They briefly disrupted traffic outside the school. This was the second time in two days that pupils voiced their displeasure.

On Thursday afternoon, pupils prevented parents and staff from entering or leaving the school grounds and demanded that their concerns be addressed urgently.

One of the protest leaders, representative council of learners chairperson, Lwazi Nhlumayo, 18, said it was the fifth protest pupils had staged.

"Hopefully this is our last protest. It has become a norm for them to call you a monkey and the k-word. If you report it they get a slap on a wrist. At worst they get a warning, but then the following week it is done again."

'Demon of racism'

Nhlumayo said the majority of pupils in the school are black.

"It is okay to speak Afrikaans in class, but when we speak our language we are told it is a stupid language. Our demands are that if there are teachers that are hitting learners and being racist, they must be removed."

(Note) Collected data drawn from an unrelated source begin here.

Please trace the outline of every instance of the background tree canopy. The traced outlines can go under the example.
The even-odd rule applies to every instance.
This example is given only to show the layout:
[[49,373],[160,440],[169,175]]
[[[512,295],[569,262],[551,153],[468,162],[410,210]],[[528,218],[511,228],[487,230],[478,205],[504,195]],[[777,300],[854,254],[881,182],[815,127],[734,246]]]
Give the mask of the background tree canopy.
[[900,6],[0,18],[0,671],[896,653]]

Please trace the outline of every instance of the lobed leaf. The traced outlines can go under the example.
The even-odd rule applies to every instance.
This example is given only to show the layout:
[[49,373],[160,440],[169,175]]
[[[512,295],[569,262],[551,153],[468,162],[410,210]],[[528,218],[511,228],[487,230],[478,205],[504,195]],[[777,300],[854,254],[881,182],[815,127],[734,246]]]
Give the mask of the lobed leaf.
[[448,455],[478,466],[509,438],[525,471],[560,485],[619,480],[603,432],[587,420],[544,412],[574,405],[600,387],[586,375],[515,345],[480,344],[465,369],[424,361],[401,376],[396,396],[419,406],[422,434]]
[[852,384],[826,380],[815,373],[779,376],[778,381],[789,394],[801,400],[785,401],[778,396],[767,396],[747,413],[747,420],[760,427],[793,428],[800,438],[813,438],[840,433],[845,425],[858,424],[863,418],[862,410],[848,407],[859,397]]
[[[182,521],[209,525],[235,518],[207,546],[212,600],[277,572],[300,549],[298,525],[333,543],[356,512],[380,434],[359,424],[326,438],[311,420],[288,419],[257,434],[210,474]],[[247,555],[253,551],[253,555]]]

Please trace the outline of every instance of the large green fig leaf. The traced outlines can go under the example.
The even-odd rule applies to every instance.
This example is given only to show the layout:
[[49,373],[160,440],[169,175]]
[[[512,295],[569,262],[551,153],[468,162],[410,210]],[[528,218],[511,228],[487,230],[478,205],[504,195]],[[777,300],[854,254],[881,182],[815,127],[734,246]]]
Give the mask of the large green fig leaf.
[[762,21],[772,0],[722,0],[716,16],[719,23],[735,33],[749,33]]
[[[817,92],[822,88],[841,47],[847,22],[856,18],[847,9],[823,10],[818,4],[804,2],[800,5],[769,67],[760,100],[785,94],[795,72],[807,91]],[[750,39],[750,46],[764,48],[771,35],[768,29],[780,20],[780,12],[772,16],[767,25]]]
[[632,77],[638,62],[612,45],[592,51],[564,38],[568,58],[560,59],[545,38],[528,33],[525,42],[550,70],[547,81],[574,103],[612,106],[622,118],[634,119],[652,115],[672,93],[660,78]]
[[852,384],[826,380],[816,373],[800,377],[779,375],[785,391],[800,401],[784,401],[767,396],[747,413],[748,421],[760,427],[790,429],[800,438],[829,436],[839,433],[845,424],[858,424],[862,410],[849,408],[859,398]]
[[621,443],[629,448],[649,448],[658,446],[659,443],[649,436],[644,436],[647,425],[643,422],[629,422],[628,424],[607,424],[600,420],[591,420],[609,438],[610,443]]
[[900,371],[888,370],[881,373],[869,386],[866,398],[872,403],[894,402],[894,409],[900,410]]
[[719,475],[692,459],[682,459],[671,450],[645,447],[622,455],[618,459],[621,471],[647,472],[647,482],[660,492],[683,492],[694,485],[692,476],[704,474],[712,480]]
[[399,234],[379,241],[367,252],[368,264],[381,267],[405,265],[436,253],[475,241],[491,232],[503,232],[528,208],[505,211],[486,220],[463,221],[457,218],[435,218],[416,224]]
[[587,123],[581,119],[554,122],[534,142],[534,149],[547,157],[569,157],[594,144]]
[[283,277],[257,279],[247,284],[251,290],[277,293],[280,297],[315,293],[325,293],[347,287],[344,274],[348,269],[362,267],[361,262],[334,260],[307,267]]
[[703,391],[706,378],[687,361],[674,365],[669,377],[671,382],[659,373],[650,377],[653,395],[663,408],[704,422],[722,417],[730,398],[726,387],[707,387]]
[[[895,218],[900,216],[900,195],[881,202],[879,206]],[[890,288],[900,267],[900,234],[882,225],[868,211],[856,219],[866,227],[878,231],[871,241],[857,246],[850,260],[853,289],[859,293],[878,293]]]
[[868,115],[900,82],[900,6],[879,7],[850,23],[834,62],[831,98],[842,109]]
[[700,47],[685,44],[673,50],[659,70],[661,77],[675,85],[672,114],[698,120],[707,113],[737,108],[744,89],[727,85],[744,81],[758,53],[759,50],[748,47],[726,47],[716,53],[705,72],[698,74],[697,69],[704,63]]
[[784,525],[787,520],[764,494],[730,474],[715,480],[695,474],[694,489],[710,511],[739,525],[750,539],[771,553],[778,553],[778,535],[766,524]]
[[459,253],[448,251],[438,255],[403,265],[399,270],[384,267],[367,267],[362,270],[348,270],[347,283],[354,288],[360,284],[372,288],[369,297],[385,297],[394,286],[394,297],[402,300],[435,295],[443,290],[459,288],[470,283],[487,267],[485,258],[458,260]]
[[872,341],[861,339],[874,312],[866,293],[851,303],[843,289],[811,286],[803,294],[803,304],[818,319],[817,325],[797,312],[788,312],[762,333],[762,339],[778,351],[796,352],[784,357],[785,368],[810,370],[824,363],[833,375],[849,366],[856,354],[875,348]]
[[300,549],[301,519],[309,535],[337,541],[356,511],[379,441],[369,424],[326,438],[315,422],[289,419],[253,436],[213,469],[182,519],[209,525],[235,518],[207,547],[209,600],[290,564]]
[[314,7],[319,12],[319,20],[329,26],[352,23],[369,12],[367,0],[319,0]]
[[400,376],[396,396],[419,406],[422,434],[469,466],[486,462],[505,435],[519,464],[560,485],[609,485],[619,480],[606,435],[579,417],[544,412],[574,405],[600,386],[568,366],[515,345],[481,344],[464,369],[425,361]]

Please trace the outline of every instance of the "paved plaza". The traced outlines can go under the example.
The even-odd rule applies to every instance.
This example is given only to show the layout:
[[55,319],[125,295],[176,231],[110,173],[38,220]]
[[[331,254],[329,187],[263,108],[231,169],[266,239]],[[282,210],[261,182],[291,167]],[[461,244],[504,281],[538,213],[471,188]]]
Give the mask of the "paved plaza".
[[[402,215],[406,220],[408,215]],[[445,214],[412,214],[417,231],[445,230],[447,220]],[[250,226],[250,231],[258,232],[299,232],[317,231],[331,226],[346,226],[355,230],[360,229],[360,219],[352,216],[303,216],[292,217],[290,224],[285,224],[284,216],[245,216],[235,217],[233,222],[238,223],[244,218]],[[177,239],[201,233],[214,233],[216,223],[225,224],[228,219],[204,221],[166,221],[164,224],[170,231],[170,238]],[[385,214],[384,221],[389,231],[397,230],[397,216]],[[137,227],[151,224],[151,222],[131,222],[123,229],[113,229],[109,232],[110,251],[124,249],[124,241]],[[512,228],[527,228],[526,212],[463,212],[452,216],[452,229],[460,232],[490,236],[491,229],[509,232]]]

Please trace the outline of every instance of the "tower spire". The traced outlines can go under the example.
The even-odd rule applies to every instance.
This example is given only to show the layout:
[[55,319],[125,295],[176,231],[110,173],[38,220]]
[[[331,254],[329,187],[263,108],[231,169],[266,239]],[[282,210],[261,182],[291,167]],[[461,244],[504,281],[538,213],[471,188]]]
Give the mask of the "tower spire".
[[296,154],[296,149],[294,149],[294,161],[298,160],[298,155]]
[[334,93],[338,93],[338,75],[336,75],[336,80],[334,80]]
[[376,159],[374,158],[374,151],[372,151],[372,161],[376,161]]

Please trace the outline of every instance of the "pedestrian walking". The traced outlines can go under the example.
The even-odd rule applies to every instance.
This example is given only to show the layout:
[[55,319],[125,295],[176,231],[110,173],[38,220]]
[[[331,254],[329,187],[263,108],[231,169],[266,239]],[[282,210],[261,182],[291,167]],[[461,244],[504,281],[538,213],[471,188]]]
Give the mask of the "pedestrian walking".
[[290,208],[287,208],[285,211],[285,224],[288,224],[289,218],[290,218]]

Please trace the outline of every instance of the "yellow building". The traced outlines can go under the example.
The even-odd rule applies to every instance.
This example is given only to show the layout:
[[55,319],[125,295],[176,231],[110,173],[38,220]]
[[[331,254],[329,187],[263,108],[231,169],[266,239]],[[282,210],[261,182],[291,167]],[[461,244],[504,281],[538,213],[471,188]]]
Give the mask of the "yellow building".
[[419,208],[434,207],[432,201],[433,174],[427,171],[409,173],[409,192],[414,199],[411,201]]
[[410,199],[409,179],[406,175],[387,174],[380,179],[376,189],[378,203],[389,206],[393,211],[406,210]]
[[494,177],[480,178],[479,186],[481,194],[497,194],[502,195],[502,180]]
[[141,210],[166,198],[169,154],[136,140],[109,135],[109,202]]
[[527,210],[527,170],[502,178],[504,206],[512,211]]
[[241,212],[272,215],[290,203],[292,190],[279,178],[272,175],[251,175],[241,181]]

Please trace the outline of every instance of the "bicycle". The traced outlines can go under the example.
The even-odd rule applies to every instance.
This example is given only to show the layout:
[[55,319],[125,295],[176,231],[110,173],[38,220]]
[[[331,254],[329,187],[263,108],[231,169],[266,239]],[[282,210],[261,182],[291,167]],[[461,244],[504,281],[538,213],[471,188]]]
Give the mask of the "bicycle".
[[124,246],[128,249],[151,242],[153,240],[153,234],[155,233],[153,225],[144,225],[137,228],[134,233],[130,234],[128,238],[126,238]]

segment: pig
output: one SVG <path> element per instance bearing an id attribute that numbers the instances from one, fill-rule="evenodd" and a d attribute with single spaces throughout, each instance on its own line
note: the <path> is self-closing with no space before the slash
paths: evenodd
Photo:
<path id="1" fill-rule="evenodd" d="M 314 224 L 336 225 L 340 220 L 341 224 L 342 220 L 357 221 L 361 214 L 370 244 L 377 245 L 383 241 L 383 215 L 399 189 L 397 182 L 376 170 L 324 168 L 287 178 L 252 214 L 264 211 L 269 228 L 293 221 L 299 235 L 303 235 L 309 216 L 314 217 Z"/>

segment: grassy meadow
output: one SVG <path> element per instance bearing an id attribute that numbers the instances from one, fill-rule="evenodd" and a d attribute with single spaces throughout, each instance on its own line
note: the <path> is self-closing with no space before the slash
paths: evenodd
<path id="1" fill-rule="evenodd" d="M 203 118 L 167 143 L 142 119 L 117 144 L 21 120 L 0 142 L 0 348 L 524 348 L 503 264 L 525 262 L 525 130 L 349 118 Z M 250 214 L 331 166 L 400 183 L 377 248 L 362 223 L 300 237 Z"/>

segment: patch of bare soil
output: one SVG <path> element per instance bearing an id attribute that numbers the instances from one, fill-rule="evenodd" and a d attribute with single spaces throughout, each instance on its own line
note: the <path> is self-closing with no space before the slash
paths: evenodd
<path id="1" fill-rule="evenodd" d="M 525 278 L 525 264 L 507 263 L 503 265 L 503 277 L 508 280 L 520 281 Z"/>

Another pupil, Bongumusa Sibisi, 18, recounted how a teacher called a group of black pupils monkeys.

"We were talking amongst ourselves during drawing. He then asked all the pupils in the class to be quiet. He said you people need to be quiet. But then when a group of black boys were talking, he came to us specifically and said you monkeys must keep quiet.

"Another teacher came to us and said we must not make such an issue of it. She said it is in their culture to be racist."

Department of education spokesperson Kwazi Mthethwa said the department did not associate with schools that "wish to promote racism".

"In recent times we have noticed that there seem to be individuals within our schooling system who continue to deliberately ignore our fight against this demon of racism. We are prepared to take action against any person to be found to have racially victimised our learners."

He called for pupils to stay calm and not take matters into their own hands. The department's district office was investigating.

Pupils showed journalists a video showing an alleged altercation between a white teacher and a black pupil. It happened sometime between 2015 and 2016.

In the video, a white man - apparently a teacher - confronts a black pupil and tells him: "You want to fight, come. I dare you."

The two get into a physical scuffle before bystanders pull them apart.

Mthethwa said he had seen the video. He could not confirm that it was filmed at the school.

"We will get more details and communicate on that. We condemn any racism."